Problem Set #2:
Show your work!
1) Implement two bit integer multiplication with simplest circuits using Karnaugh maps.
Inputs are two two bit integers: A B and C D
Output is four bits that is the multiplied values: WXYZ
A B
*C D
____
WXYZ
In class we showed that:
W = ABCD
For your reference, here are all the decimal values from 0 to 9 with their binary equivalents:
0000 = 0
0001 = 1
0010 = 2
0011 = 3
0100 = 4
0101 = 5
0110 = 6
0111 = 7
1000 = 8
1001 = 9
(you won't need the following, but it will be useful when we get to hex)
1010 = 10 = a
1011 = 11 = b
1100 = 12 = c
1101 = 13 = d
1110 = 14 = e
1111 = 15 = f
2) Implement two bit integer division (no fractional components). You
may list division by 0 as a don't care case.
Input are two two bit integers:
Output is the division:
A B
/C D
____
S T
Anything divided by 0 is a don't care.
Anything divided by 1 is itself.
Three and two divided 2 is 1, while all others divided by 2 are 0.

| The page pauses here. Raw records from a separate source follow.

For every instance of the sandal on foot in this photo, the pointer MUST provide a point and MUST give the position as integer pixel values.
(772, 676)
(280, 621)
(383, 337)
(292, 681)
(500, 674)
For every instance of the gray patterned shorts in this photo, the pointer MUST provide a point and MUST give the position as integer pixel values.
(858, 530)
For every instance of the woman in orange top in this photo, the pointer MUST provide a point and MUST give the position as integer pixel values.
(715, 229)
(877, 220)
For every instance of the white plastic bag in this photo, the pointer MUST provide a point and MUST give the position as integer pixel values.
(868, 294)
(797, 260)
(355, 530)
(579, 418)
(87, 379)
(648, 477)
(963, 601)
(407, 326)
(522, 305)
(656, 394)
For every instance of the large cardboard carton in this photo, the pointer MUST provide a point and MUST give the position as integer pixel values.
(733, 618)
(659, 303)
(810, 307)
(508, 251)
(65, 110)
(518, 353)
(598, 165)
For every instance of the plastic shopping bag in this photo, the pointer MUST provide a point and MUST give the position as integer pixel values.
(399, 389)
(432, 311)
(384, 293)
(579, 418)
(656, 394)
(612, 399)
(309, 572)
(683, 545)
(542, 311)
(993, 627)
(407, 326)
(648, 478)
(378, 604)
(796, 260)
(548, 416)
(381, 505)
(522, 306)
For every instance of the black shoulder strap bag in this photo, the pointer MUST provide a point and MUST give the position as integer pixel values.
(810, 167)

Three divided by 3 is 1 and all other numbers divided by 3 are 0.
Find S and T in simplest form.
3) Design an SR flip flop using an And gate, an Or gate and some inverters.
(Take the existing design and try to push demorgan's law through it).
4) Convert 37 into base 5.
5) Convert 23 from base 4 to hexadecimal.
6) Convert -17 into 6 bits two's complement.
7) Convert 17 into 6 bits two's complement.
8) Convert (101110100011) from binary to hexadecimal.
9) Convert -3.375 into floating point.
10) Convert (11000001011100000000000000000000) from floating point to decimal.